The museum reopened on Sunday – refurbished, with new touches inside – in the presence of Antiquities Minister Mamdouh El-Damaty, Alexandria's governor and other top officials from the ministry.
El-Damaty said the re-opening is part of the ministry's goal to open up other museums after restoration periods. He added that the jewellery museum contributes to Egypt's important story from when it was a monarchy.
Indeed, the building itself is part of that era. Ahmed Sharaf, head of the ministry's museums section, said the museum's edifice was originally built as a summer palace for the family of Zeinab Fahmy, wife of a descendant of Mohamed Ali.
Upon her death Fahmy left the palace to her daughter, princess Fatima El-Zahraa, who added an east wing that was connected to the rest of the building by a corridor. An Italian architect did the interior design of the palace.
Following the 1952 revolution – and the end of the monarchy – the palace was taken over by the government, though El-Zahraa was allowed to live in it during her lifetime.

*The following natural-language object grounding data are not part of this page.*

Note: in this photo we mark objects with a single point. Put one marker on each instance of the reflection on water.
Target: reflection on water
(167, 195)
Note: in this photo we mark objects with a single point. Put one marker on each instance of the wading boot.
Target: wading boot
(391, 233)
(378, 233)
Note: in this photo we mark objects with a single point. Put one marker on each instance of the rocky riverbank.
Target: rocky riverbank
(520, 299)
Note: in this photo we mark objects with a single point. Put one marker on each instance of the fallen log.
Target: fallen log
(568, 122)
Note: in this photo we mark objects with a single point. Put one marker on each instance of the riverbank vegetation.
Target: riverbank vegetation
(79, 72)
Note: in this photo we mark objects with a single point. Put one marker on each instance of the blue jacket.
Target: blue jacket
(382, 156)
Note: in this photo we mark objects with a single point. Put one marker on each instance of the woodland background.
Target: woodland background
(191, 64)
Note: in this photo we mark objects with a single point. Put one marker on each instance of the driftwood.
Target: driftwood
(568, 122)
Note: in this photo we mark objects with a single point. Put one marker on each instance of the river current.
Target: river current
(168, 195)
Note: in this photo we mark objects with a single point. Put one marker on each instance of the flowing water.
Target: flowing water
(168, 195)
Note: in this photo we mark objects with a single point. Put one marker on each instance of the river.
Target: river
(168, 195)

In 1964, she left Alexandria and handed the palace to the government for good.
When she died in 1983, the palace was used briefly as a presidential rest house. Former president Hosni Mubarak issued a decree in 1986 designating the palace as a new museum for the royal jewellery collection.
The museum includes some 11,550 artefacts, 924 of which are on display, that were once the personal possessions and gifts belonging to the family and descendants of Mohamed Ali.
Among them are magnificent pieces owned by Mohamed Ali himself and his son Said Pasha, as well as members of the family up to King Fouad and his first wife, Princess Shuvekar. Queen Nazli, mother of King Farouk, Egypt's last king, and Farouk's wife, Queen Farida, also owned valuable pieces that are now in the museum, some of them designed and created by the French firm Boucheron.
The collection includes a luxury chess set owned by Mohamed Ali, a coffee set inlaid with silver and embellished with gold, a set of gold glassware decorated with 977 diamonds and a number of medals and decorations. Gold cosmetics boxes and other items engraved with the initials of Queen Nazli are also among the jewels created by the French house of Van Cleef and Arpels. Other notable pieces include a set of jewels owned by the sisters of King Farouk, princess Fawzia, first wife of Reza Pahlavi, the former shah of Iran, and Princess Fayza.
There is an Indian-inspired set originally owned by Queen Nariman, the second wife of Farouk. Jewels belonging to Princess Samiha and Princess Qadriya Hussein Kamel are also on show, as are medallions worn by Prince Youssef Kamal and Prince Mohamed Ali Tawfik.